A dificuldade de composição das escalas de abate segue impactando o mercado do boi gordo no Brasil e sustentando a alta dos preços. O cenário é marcado por uma oferta ainda restrita de animais terminados no curto prazo, o que mantém o mercado firme ao longo de março.

De acordo com a analista da Datagro, Beatriz Bianchi, as escalas chegaram a apresentar uma leve reação na última semana, mas voltaram a recuar nos últimos dias. O comportamento está diretamente ligado às condições climáticas. “As chuvas até a metade de março surpreenderam positivamente e contribuíram para uma maior retenção do gado no pasto, além de favorecer a capacidade de suporte das pastagens”, explica.

No mercado interno, o consumo de carne bovina ainda se mostra resiliente. No entanto, já há sinais de maior sensibilidade do consumidor diante dos preços elevados.

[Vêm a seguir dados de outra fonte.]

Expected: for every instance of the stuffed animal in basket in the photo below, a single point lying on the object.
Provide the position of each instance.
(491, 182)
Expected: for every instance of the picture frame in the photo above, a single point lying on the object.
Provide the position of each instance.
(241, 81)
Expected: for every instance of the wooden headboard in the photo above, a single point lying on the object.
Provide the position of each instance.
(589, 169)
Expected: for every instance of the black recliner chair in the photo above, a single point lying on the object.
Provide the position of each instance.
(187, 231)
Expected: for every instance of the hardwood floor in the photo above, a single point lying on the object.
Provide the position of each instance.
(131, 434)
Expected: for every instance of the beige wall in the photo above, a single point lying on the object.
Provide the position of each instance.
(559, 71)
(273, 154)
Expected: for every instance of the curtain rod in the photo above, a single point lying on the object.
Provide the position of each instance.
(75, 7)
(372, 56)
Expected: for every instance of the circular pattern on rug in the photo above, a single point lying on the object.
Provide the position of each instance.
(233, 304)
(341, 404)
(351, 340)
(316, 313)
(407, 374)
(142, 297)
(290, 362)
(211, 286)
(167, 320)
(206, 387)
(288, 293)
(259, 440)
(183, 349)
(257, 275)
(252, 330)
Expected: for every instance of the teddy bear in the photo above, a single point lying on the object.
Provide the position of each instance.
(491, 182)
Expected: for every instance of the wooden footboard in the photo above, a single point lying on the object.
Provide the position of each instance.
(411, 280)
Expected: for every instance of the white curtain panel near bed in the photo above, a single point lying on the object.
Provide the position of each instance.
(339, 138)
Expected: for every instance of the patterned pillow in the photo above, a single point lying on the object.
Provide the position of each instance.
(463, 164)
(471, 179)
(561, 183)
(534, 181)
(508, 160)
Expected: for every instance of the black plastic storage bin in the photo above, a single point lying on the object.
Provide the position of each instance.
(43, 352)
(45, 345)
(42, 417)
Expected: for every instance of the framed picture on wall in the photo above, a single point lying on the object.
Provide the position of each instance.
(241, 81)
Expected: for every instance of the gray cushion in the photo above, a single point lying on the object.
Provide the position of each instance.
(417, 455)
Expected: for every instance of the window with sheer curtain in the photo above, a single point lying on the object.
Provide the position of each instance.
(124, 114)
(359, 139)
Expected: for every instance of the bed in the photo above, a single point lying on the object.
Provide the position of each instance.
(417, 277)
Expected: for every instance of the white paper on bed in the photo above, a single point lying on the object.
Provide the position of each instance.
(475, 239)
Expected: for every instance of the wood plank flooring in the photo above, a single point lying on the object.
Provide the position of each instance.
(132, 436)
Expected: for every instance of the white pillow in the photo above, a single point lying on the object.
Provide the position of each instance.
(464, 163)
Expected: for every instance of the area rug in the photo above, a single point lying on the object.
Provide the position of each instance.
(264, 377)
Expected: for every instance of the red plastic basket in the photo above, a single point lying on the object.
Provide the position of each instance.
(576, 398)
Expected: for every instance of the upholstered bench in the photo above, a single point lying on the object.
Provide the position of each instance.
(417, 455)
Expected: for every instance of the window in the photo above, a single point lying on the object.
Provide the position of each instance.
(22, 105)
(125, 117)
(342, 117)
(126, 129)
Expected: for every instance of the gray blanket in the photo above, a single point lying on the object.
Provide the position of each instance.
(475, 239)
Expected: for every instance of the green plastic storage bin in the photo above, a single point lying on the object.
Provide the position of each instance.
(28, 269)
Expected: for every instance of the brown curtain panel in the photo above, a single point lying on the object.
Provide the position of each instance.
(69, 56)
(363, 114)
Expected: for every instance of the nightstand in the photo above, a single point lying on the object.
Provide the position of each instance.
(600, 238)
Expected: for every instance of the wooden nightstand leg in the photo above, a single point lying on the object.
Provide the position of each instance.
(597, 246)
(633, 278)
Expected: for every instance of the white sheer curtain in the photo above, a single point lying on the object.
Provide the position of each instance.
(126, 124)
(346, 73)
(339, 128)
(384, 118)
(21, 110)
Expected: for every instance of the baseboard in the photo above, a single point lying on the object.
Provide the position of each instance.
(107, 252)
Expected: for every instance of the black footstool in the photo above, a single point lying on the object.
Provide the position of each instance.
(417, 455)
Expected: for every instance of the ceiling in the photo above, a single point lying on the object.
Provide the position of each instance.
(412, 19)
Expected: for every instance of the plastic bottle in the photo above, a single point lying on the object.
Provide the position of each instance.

Mesmo com a carcaça casada no atacado paulista em patamares altos, foram observados recuos recentes, refletindo a dificuldade de absorção de preços mais elevados. “Isso sugere uma maior sensibilidade do consumidor brasileiro a cotações muito altas da carne bovina, além da competitividade de proteínas concorrentes, como carne suína e de frango”, afirma a analista.

O mercado externo segue como um dos principais pilares de sustentação. As parciais de março indicam crescimento tanto no volume exportado quanto na valorização da tonelada embarcada. “O mercado externo tem sido extremamente importante para essa sustentação, com avanço no volume exportado e na valorização da tonelada”, conclui Beatriz Bianchi.